Distimate documentation

Distimate approximates and plots common statistical functions from histograms.

Distimate can aggregate empirical distributions of random variables. The distributions are represented as histograms with user-defined bucket edges. This is especially useful when working with large datasets that can be aggregated to histograms at database level.

import distimate
import matplotlib.pyplot as plt

edges = [0, 1, 2, 5, 10, 15, 20, 50]
values = [291, 10, 143, 190, 155, 60, 90, 34, 27]
dist = distimate.Distribution.from_histogram(edges, values)

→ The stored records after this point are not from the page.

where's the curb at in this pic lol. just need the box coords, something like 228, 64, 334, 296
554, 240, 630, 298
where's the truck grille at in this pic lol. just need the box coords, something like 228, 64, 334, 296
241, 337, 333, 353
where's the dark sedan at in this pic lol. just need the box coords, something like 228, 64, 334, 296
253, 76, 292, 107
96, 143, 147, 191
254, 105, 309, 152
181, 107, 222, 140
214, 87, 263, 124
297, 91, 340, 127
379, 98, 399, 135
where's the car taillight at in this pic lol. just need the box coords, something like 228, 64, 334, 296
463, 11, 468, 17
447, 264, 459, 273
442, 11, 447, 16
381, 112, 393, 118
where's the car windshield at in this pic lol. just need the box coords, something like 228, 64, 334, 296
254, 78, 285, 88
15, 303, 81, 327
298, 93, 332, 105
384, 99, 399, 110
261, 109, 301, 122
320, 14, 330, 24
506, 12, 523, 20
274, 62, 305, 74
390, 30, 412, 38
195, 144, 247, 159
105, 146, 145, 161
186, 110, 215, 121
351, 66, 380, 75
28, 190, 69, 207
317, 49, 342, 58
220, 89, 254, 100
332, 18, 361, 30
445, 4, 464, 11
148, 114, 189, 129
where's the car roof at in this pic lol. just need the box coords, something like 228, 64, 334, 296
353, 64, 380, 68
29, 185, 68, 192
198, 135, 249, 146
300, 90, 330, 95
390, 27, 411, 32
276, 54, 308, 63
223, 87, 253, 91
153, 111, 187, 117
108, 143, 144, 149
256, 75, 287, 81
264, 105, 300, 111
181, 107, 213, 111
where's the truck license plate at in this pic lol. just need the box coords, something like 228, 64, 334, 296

plt.title(f"x̃={dist.quantile(0.5):.2f}")
plt.xlim(0, 50)
plt.ylim(0, 1)
plt.plot(dist.cdf.x, dist.cdf.y, label="CDF")
plt.plot(dist.pdf.x, dist.pdf.y, label="PDF")
plt.legend(loc="lower right")
_images/index-1.png

Features:

  • Histogram creation and merging
  • Probability density function (PDF)
  • Cumulative distribution function (CDF or ECDF)
  • Quantile (percentile) function
  • Pandas integration.

Distimate is hosted at GitHub and it can be installed from PyPI. This documentation is available online at Read the Docs.